When I found out I would be getting a week off work to go to the Melbourne Cup with P&O Cruises last November, I saw a teeny tiny opening to win Best Daughter of the Year by inviting my mum to come along.
And by God, I took it.
But mum wasn’t my first plus one choice. She knew it, I knew it, it was fine. I think it was fine. Sorry, I know that comes across as quite brutal, but who else other than your mum would take a week’s annual leave just before Christmas for you? No one, that’s who.
“Guess what, I’m going on a cruise to the Melbourne Cup and I want you to come with me!” I told her over the phone once I realised none of the three friends I’d asked first could make it.
“Oh” was her response. Oh.
After I explained again that she and I would be taking an actual cruise to the Melbourne Cup, she perked right up, and our conversations over the following month consisted of questions about what dresses we would wear, if we could pull off fascinators, and if I’d need to pack a jacket for Cup Day (typical mum, her answer was, of course, yes).
Soon enough the departure day arrived. Prior to going on the Pacific Explorer, mum and I had never travelled together just the two of us. I was nervous – how would we go stuck in a twin room with only each other’s company for a week? Would we get sick of each other? Would we fight? Would there be… awkward silences?
But I needn’t have worried, because when our six-night adventure with P&O started with the Uber driver asking us, two people not from Sydney, where to go to get to the ship, we knew our trip was going to be… eventful.
Finding our way around the ship.
After we made it on board with literally seconds to spare – for anyone going on a cruise in the near future, do not be late, the ship will legitimately sail away without you – our first task was to find our way to our cabin.
What followed was a five minute walk down a simple corridor, that did not feel at all simple, and like it went for hours. Because the ship’s corridor was so long (260 metres long to be precise), it really felt like we were in an Inception-style vortex that would never end. It would’ve been comical if not for the whole thing where we rocked up to the ship’s customs desk right before they were about to close, hence missing our tour of the ship.

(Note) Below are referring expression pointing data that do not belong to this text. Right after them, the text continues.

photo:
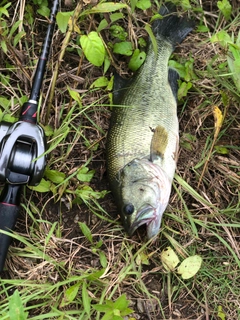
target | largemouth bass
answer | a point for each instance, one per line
(143, 138)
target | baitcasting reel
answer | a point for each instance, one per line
(22, 149)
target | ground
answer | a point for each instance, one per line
(61, 268)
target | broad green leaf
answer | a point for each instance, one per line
(143, 4)
(55, 176)
(3, 10)
(86, 231)
(221, 150)
(75, 95)
(44, 11)
(136, 60)
(124, 48)
(118, 32)
(16, 308)
(3, 45)
(105, 7)
(103, 259)
(85, 175)
(62, 19)
(190, 266)
(18, 37)
(220, 313)
(142, 258)
(169, 259)
(152, 37)
(44, 186)
(93, 48)
(5, 103)
(14, 28)
(183, 89)
(100, 82)
(48, 130)
(222, 37)
(107, 63)
(225, 7)
(101, 307)
(86, 299)
(69, 295)
(121, 303)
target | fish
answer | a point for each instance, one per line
(143, 136)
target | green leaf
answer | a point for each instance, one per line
(55, 176)
(3, 46)
(101, 307)
(136, 60)
(143, 4)
(169, 259)
(75, 95)
(152, 37)
(121, 303)
(86, 299)
(221, 150)
(86, 231)
(220, 313)
(93, 48)
(69, 295)
(62, 19)
(190, 266)
(100, 82)
(105, 7)
(14, 28)
(48, 130)
(85, 175)
(44, 11)
(3, 10)
(222, 37)
(124, 48)
(16, 308)
(18, 37)
(103, 259)
(118, 32)
(225, 7)
(183, 89)
(44, 186)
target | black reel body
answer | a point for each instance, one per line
(22, 148)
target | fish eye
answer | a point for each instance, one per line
(128, 208)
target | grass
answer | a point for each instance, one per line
(70, 253)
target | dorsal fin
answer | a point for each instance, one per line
(173, 77)
(159, 143)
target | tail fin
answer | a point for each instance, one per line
(172, 27)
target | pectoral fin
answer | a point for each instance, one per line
(159, 143)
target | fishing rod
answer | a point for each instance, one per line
(22, 148)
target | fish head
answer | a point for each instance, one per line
(144, 194)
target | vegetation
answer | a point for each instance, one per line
(70, 258)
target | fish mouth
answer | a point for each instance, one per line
(144, 216)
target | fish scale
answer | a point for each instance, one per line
(143, 140)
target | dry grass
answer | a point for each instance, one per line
(50, 254)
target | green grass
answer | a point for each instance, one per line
(70, 253)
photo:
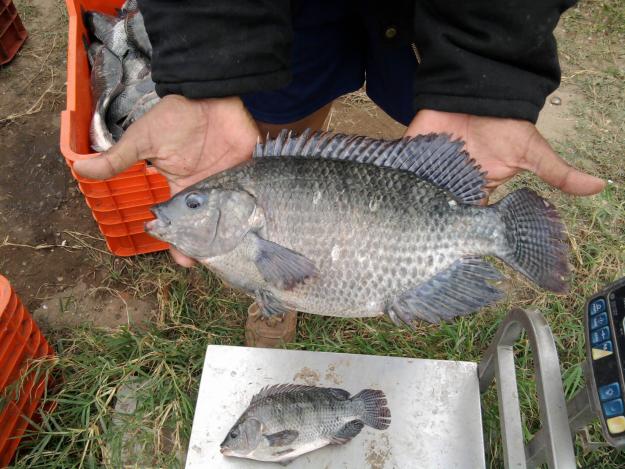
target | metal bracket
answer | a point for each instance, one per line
(554, 444)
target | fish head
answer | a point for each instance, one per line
(243, 438)
(204, 223)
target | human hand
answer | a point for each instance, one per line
(186, 140)
(505, 147)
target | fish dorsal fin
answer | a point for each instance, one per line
(432, 157)
(276, 389)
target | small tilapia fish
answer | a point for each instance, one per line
(143, 105)
(125, 102)
(128, 6)
(285, 421)
(106, 84)
(136, 32)
(109, 30)
(351, 226)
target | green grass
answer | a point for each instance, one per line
(194, 309)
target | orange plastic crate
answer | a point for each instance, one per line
(119, 205)
(20, 341)
(12, 31)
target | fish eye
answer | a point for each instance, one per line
(194, 200)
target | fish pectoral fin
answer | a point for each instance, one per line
(347, 432)
(458, 290)
(280, 266)
(283, 438)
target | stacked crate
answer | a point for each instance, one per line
(20, 341)
(120, 205)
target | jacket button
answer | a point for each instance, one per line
(390, 32)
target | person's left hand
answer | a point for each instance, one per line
(505, 147)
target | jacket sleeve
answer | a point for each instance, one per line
(216, 48)
(487, 57)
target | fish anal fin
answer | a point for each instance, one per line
(347, 432)
(456, 291)
(435, 158)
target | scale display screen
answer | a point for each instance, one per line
(606, 336)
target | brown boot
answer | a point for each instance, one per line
(269, 333)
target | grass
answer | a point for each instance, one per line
(194, 309)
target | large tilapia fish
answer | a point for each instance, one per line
(351, 226)
(285, 421)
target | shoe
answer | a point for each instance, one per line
(269, 333)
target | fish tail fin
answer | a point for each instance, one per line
(375, 413)
(534, 239)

Finally we made it to our cabin – a twin room on the ship’s 14th floor, complete with a balcony and an uninterrupted ocean view. It was small but big enough for the two of us, and we also quickly learnt it was the least interesting thing on the whole ship. Staircases with gold banisters wound their way down 11 decks, leading to theatres, lounges, cafes, restaurants, bars, spas and shops – I felt like Rose on the Titanic, except for the repressed by a controlling partner and clinging to life in the ocean parts.